Personal information
- Full name: William Joseph Simpson
- Date of birth: 12 December 1929
- Place of birth: Belfast, Northern Ireland
- Date of death: 27 January 2017 (aged 87)
- Place of death: Glasgow, Scotland
- Height: 5 ft 11 in (1.80 m)
- Position: Centre forward

Senior career*
- Years: Team / Apps / (Gls)
- 1946–1950: Linfield / 63 / (41)
- 1950–1959: Rangers / 172 / (112)
- 1959: Stirling Albion / 7 / (1)
- 1959–1960: Partick Thistle / 6 / (2)
- 1960–1961: Oxford United / 11 / (3)
- Total:  / 259 / (159)

International career
- 1951–1958: Northern Ireland / 12 / (5)

= Billy Simpson (footballer, born 1929) =

Northern Irish footballer

William Joseph Simpson (12 December 1929 – 27 January 2017) was a Northern Ireland international footballer, who played for Linfield, Rangers, Stirling Albion, Partick Thistle and Oxford United.

==Career==
Simpson signed for Rangers from Linfield for a sum of £11,500 in 1950. He spent nine years (1950–59) at Rangers making 239 appearances and scoring 163 goals. He won three championship medals and a Scottish Cup winners medal with Rangers to add to the two Irish League and two Irish Cups he won with Linfield. He left Ibrox in 1959 and spent the last couple of years of his career with Stirling Albion, Partick Thistle and (then non-league) Oxford United.

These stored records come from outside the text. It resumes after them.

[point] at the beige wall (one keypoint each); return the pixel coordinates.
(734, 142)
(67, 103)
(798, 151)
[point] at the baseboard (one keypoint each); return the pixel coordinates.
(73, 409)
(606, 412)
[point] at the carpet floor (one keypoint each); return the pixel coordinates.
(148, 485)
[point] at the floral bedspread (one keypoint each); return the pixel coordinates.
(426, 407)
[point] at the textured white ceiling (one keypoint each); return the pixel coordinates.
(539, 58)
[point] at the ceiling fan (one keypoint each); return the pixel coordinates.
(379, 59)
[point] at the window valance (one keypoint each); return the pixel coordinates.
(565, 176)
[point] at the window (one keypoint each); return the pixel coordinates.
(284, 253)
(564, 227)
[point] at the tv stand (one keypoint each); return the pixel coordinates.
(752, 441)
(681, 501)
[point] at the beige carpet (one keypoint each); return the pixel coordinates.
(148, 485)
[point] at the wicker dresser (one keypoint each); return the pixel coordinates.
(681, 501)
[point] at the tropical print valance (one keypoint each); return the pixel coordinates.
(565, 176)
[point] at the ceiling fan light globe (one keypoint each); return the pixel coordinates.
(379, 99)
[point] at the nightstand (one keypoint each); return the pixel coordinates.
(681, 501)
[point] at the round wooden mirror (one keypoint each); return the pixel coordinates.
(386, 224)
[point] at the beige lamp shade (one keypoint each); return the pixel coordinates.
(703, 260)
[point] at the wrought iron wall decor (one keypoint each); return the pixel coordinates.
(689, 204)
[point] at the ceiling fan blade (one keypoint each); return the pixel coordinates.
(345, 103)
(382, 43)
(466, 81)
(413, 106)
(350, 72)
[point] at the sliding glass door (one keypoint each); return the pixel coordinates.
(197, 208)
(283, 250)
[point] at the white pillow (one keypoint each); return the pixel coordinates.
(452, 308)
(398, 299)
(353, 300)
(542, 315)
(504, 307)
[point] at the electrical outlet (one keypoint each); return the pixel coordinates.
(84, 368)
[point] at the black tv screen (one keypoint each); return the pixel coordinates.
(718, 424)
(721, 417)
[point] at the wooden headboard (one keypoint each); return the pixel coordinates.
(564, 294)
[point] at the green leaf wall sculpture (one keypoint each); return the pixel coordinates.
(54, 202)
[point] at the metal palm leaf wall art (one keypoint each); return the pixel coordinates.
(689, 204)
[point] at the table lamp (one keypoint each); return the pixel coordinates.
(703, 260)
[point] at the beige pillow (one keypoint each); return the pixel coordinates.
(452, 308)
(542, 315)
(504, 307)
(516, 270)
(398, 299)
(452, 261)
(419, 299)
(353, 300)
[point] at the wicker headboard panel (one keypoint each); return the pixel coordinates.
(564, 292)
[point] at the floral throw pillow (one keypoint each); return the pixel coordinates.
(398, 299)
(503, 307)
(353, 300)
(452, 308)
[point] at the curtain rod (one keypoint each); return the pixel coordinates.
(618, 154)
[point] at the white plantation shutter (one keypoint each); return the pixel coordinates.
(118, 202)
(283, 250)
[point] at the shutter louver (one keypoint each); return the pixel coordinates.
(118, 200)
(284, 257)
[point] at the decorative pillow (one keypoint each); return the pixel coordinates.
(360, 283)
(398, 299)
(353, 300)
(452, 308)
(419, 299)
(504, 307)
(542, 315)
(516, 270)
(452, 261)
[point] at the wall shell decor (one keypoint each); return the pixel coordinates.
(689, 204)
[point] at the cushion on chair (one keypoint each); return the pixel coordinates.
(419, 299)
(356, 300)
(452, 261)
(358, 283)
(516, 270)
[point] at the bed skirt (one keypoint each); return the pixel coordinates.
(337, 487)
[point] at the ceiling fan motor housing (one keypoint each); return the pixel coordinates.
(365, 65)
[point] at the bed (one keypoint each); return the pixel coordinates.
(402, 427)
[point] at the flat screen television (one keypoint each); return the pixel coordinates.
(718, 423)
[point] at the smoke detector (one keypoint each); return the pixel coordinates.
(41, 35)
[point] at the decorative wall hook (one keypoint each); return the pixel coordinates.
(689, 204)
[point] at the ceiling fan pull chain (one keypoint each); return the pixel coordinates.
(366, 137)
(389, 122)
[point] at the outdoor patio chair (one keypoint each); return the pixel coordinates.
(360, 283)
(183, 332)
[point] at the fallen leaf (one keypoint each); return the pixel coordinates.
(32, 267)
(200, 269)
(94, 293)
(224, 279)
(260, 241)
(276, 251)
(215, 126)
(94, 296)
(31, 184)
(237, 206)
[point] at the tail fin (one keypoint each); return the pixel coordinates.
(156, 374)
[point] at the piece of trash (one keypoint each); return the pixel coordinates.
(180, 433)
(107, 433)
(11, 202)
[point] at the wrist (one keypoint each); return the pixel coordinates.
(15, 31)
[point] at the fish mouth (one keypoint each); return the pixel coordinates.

As an illustration of his popularity, in the fictional song "A Trip to Ibrox" Billy Simpson is credited with scoring twice in a "Ne'erday" Old Firm Derby at Ibrox. Whereby Rangers were 1–0 down at half time, and Simpson inspired his team to a second half comeback after Willie Waddell had scored an equaliser.

In recognition of his service to that club, Simpson has been made a member of the Rangers F.C. Hall of Fame.

Simpson made his debut for Northern Ireland in 1951 against Wales, scoring in the process. He represented his country twelve times in total between 1951 and 1958, scoring 5 goals. He was selected in Northern Ireland's squad for the 1958 FIFA World Cup in Sweden but a late injury ensured he did not play at all during the finals.

In April 2015, the feature-length documentary Spirit of '58 was screened as part of the Belfast Film Festival. It featured Billy Simpson prominently alongside the other surviving players (Billy Bingham, Peter McParland, Jimmy McIlroy and Harry Gregg) as it told the story of Northern Ireland's journey throughout the 1950s under the managership of Peter Doherty, culminating in the 1958 World Cup.